背中からオークがずり落ちていって、自由になった馬は何処かへ行ってしまった。
【XP+400】
見慣れた形式で経験値が入ってきた。
そいつが死んでやはり正解だったみたいだ。
恐らくリーダー格だったに違いない奴を殺されて、今まさに散開しようとしていたオークたちの動きに戸惑いが生まれる。

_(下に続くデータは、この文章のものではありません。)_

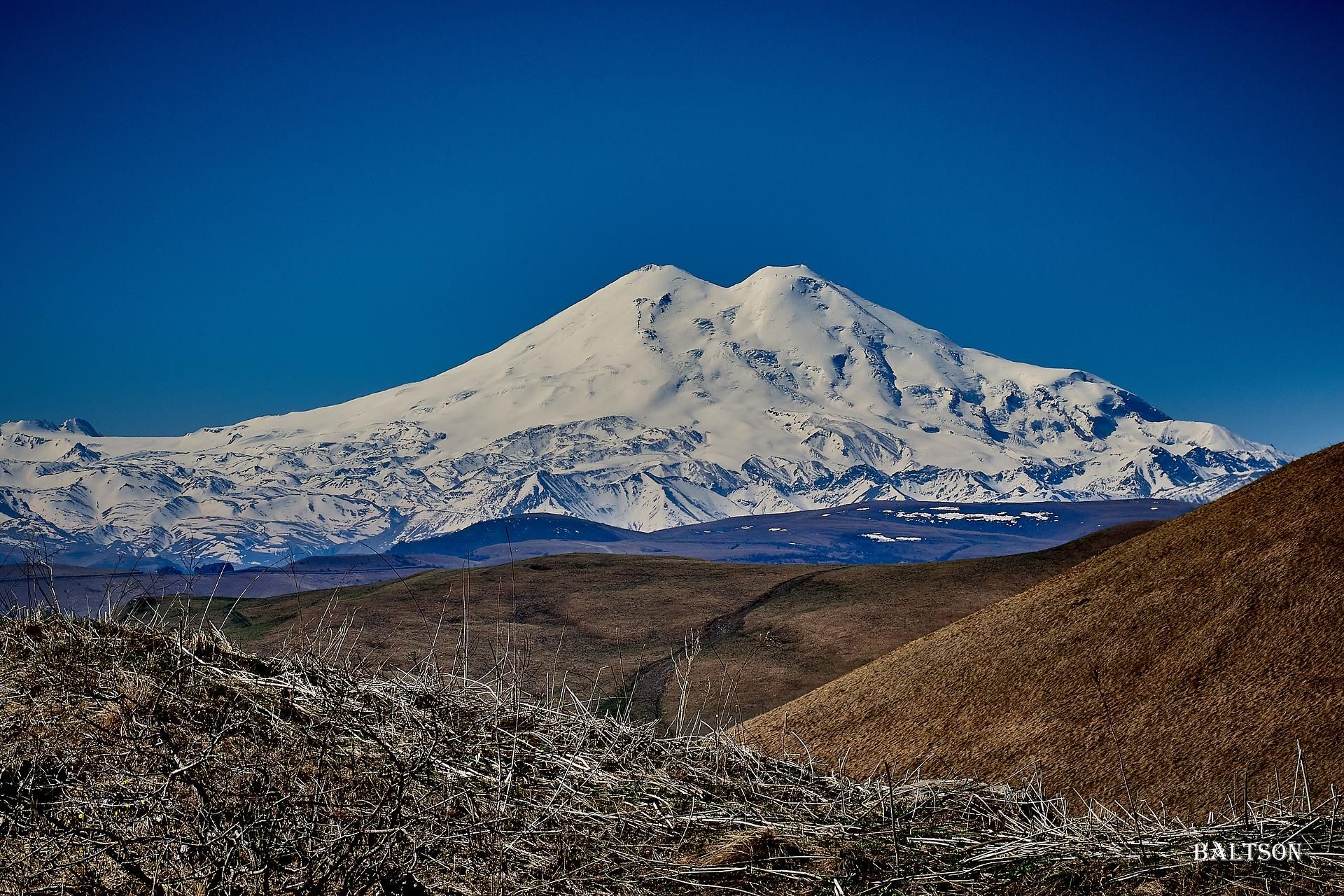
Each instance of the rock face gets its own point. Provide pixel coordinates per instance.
(662, 399)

その隙に二人の騎士はオークたちをうまく引き離して、どんどんこっちに近づいてくる。
「よし、いいぞサンディ。リーダーの頭に命中した。残り七匹。一番前にいる奴をぶち抜け」
「……つか、まえた」
片手でぽんとサンディの背中をさすると、ボルトを動かして次弾の装填が始まった。
空になった薬莢がケッテンクラートの上にころんと落ちる。
「……よし、びびらせてやれ」
そして浅い一呼吸のあと――小銃から強烈な銃声が響く。
*ダンッ!*
焦りを生じ始めたオーク騎兵達の一番先頭にいた奴が腹をぶち抜かれた。
「ぶ」と「ぎ」と「い」で組み合わされた甲高い豚の悲鳴が聞こえた。
声と血と肉を撒き散らし終えると、苦しそうに痙攣しながら馬からそいつが転がり落ちていく。
「よくやった。肺の下に命中」
それだけやられればもう効果は十分だ。
突然苦しみながら落馬した仲間を見てオークたちが明らかに戸惑い始める。
「あいつら助かったみたいだな。射撃中止」
「……らく、しょう」
しかしやつらの前進は止まらない。
落伍者を避けようともせず、腹を貫かれた仲間を踏み潰しながら進み続ける。
間もなく【XP+150】と表示された。
距離をすっかり離されたものの、あの騎士達をまだまだしつこく追いかけるつもりだ。
「あとは俺が指示するか、危険な時以外まで撃つな」
「……あい」
俺はサンディの背中をもう一度撫でてから立ち上がった。
かちゃりとボルトを引いて薬莢がはじき出される音がした。
そこへちょうど良く、金と銀の騎士が石橋の上に飛び込んできて、
「助けてくれたのは貴方たちですか!?」
銀色の髪の女性――多分20代にも満たないであろう見てくれの、とても戦いには向いていなさそうなほど可憐な騎士が馬を停めて問いかけてきた。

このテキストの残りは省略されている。